Geçtiğimiz haftalarda Can Narin’in yönetmenliğini üstlendiği, metaforik olduğu kadar eğlenceli bir video kliple taçlandırılan parçanın ardındakileri ve üretim pratiklerini konuşmak üzere Kaan Arslan ve Paptircem ile sohbete koyulduk. Yakın gelecek planlarına dair ipuçları da aldık.

Şarkı kendini dinlemek ve derdini anlatabilmekle ilgili. Siz müzikle kendinizi ifade edebileceğinizi ne zaman ve ne şekilde anlamıştınız?

Kaan Arslan: İkimiz için de ayrı başlangıçlar var tabii; ama buna beraber başladığımız gün, birbirimizi tanıdığımız gün diyebiliriz. O iletişim, o ifade şekli müzikle beraber ânında var olmuştu. Tanıştığımız günün akşamında bile bir grup arkadaş eve gidip doğaçlama müzik yaptığımızı hatırlıyoruz. Kendimizi ifade etme şekline dönüşmesi bunun üzerine çok sürmedi.

Paptircem: Ben ilk kez çok büyük bir kalp kırıklığı yaşadığımda; daha önce dinlediğim şarkıların anlamının bir anda büyümesiyle ilk kez müziğin bambaşka bir anlamı olduğunu fark ettim. O günden beri de kendi dertlerimi üç dakikalık kısacık bir sürede anlatabilmenin hayalini kuruyorum. Buraya yaklaştığımızı görmek çok mutluluk verici.  

“Sen Sorma”da yaklaşık 50 kişinin sesiyle hazırlanmış kalabalık bir koro duyuyoruz. Parçanın prodüksiyon süreci, önceki yayınlarınıza kıyasla hangi açılardan farklılaşan bir deneyimdi?

Şarkının hazırlık sürecinde demo versiyonunu eve gelen arkadaşlarımıza dinletirken, şarkının koro bölümü için her dinlettiğimiz arkadaş grubumuzdan bir de ses kaydı aldık. Şarkının aslında her birimizin derdini anlatıyor olması hissini tamamlayan bir dinamik oldu bu detay, hep bir ağızdan aynı derdi yanıyormuşuz gibiydi. Paprika isimli funk cover grubumuzla bu şarkıyı daha çıkmadan önce çalıyorduk ve orada tüm seyircilerle birlikte hep bir ağızdan söylemek çok keyifliydi. Aslında başlangıcı burasıydı. 

Kaan Arslan ve Paptircem’in müzikal evrenleri hangi ortak paydalarda buluşuyor? Bir arada üretmeyi sizin için çekici kılan unsurlar neler?

O ortak payda epey büyük.
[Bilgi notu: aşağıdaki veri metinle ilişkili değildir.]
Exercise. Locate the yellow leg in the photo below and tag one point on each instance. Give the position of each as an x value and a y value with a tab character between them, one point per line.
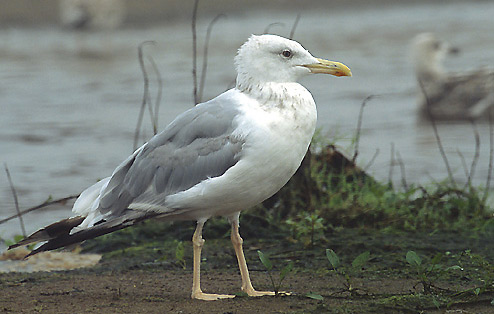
198	243
244	271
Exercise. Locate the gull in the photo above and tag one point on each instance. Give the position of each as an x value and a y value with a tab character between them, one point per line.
91	14
449	96
216	159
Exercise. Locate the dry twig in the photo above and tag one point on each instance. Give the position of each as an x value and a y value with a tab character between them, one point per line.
436	134
359	126
145	97
16	201
205	56
294	26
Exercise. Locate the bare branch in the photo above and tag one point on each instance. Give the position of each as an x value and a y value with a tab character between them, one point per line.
294	26
491	157
369	164
158	95
359	126
464	164
194	51
145	96
16	201
205	56
391	164
402	168
476	155
436	134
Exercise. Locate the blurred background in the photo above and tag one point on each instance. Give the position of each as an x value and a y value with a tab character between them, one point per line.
71	91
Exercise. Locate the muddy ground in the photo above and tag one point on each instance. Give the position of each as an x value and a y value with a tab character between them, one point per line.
147	278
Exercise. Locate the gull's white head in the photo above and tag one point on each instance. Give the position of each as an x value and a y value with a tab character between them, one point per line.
270	58
428	53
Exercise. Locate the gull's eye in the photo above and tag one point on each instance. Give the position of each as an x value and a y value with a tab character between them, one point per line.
286	53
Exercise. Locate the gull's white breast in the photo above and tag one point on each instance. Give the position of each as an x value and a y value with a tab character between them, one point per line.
276	136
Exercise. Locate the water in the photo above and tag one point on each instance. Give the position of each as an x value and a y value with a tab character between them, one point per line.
69	102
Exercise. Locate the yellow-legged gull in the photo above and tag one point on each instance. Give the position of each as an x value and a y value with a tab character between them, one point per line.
216	159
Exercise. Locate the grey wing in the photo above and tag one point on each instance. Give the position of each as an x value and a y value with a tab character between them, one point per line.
196	146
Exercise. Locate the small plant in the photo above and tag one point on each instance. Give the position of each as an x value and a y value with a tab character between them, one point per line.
269	267
428	274
347	271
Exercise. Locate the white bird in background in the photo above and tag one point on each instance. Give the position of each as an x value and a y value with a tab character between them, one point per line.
92	14
216	159
92	19
449	95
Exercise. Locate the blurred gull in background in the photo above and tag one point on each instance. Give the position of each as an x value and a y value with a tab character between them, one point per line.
449	95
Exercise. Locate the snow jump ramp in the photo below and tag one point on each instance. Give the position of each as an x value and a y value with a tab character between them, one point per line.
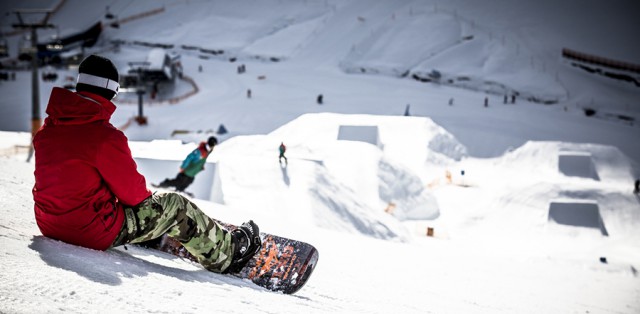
577	213
577	164
362	133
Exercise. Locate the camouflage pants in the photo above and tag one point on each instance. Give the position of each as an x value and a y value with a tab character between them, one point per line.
173	214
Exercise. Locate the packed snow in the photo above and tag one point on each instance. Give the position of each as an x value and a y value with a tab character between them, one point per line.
529	206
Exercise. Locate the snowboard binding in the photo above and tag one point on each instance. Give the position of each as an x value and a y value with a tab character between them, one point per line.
247	242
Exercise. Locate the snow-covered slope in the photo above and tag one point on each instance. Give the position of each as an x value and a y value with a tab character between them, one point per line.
487	180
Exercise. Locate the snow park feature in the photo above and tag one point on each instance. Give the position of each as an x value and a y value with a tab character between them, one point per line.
497	245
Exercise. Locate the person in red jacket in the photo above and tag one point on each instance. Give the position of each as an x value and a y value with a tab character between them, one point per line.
88	191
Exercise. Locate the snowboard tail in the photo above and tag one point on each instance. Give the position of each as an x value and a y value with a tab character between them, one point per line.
282	264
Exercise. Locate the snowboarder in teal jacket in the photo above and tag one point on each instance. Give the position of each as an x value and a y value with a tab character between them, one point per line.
191	166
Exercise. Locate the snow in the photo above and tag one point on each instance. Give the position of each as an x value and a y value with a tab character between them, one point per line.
531	205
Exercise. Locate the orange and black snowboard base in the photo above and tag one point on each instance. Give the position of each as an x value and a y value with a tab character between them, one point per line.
282	265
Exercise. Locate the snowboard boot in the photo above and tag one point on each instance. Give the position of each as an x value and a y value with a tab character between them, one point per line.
247	242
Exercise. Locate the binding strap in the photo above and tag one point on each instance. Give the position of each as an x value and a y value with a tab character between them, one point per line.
97	81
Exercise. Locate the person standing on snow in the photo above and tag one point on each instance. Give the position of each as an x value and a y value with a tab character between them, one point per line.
191	166
282	150
88	191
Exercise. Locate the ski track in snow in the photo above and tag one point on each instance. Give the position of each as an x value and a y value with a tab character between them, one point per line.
495	248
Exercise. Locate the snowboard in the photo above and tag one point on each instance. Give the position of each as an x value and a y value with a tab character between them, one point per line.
282	264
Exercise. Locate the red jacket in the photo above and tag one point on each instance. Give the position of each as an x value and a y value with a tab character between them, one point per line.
84	171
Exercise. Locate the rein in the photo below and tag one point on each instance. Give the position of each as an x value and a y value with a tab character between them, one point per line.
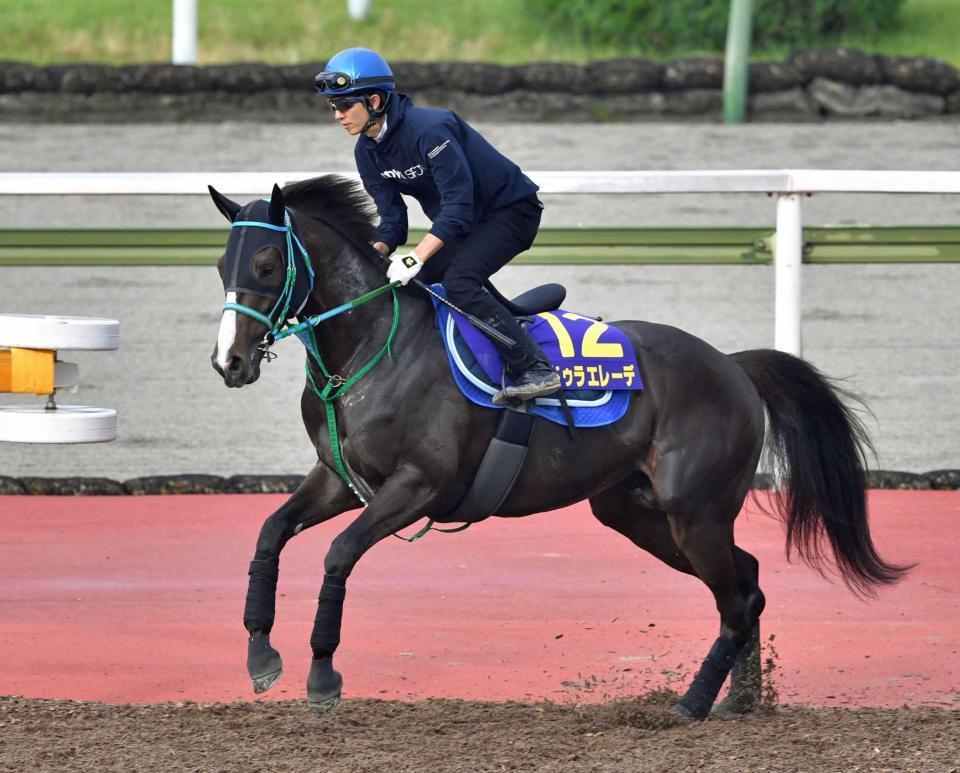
336	386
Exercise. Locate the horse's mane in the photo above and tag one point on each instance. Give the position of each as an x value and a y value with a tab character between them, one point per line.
336	201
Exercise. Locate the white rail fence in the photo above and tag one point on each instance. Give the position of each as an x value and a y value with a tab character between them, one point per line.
788	185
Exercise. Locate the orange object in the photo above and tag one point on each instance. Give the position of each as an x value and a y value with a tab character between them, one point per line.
27	371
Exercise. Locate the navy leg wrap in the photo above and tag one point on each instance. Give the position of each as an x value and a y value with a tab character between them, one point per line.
326	626
261	595
709	679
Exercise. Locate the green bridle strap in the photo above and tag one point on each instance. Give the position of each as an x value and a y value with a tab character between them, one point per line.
336	388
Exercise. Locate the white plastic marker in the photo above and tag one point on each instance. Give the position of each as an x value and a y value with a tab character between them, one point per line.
28	365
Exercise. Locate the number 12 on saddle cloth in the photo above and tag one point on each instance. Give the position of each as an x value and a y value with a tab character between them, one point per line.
587	353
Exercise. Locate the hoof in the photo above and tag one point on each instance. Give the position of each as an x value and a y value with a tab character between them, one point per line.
323	686
263	663
682	712
734	706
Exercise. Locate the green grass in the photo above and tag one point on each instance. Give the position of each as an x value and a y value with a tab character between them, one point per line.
287	31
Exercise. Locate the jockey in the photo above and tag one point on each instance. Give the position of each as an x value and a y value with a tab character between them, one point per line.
484	211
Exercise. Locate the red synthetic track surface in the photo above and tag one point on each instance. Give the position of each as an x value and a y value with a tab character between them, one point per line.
140	599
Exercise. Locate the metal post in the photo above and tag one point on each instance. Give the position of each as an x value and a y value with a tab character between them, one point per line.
184	31
787	262
736	73
358	9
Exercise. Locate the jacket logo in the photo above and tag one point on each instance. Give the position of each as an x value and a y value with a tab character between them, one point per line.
409	174
439	149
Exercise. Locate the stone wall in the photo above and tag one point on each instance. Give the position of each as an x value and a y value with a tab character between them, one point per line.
827	84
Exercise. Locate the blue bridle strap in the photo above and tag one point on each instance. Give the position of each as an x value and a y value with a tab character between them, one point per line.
280	312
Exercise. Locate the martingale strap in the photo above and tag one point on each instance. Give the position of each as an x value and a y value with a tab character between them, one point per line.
336	388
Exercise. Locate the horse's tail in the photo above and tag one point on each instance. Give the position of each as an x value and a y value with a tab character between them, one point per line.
819	447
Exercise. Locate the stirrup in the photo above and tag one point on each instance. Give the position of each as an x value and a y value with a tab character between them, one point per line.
530	391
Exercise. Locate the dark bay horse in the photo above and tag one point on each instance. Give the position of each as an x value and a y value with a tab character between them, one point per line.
671	476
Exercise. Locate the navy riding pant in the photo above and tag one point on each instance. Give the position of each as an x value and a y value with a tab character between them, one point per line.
463	265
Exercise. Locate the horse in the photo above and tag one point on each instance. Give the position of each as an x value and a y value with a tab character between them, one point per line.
403	443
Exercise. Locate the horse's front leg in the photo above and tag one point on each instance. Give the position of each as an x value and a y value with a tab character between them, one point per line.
321	496
397	505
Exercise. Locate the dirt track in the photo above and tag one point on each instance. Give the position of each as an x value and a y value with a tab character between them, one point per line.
443	735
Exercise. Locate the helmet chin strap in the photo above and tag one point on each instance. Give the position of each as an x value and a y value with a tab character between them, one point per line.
374	115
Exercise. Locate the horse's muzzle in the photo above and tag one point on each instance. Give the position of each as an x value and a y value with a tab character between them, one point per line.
238	372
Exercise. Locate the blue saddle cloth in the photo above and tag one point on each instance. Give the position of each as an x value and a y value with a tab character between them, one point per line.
474	372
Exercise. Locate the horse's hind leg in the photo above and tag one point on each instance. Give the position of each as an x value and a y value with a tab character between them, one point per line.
321	496
702	547
746	676
705	536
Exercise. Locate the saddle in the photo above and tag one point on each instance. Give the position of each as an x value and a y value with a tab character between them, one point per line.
477	370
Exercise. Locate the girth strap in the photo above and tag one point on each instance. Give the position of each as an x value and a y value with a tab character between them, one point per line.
499	469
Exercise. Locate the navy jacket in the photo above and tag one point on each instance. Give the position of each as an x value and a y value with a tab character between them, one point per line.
438	159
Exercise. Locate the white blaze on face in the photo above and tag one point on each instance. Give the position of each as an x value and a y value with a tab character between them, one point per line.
228	332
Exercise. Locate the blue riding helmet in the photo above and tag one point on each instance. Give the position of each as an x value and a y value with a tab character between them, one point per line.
354	70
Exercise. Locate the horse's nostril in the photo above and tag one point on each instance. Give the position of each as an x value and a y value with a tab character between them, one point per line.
235	365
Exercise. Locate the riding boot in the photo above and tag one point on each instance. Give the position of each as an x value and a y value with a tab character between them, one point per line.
531	374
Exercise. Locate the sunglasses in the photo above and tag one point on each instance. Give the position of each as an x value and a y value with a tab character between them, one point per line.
342	104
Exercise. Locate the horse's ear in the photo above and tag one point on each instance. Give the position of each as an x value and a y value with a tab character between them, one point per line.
277	206
228	208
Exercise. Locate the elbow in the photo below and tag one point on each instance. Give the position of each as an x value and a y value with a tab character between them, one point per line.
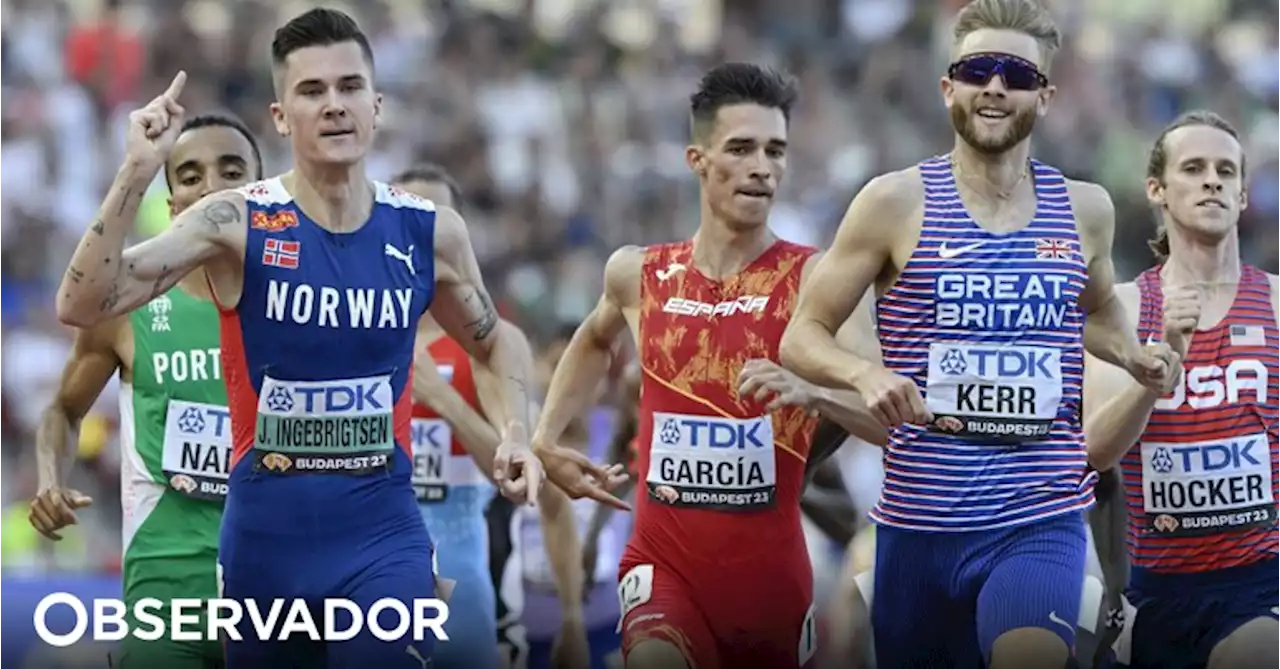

Müzik zevkimiz ve müziğe bakışımız birbirimize acayip benziyor. Hatta biz daha tanışmıyorken, ayrı ayrı ortamlarda açtığımız müziklerden dolayı, etrafımızdaki insanlar “Senin kesin Sena’yla / Kaan’la tanışman lazım.” diyorlardı. Nihayet tanıştığımızda da o kadar fazla ortak şey döküldü ki masaya, daha tanıştığımız ilk gün Kaan’a geçip müzik yapmaya başladık. Bir arada üretmeyi çekici kılan en büyük şeylerden biri bu. Bir diğeri de bu kadar benzerken bestelerimize bambaşka açılardan yaklaşabiliyor olmamız. Gün sonunda ortaya ikimizin de şaşırdığı şeyler çıkıyor mutlaka.

“Sen Sorma”nın Can Narin yönetmenliğinde çekilen seyir zevki yüksek bir klibi de var. “Türkiye’nin bir simülasyonu” olarak tanıttığınız video nasıl şekillendi? Neleri katacağınıza nasıl karar verdiniz? 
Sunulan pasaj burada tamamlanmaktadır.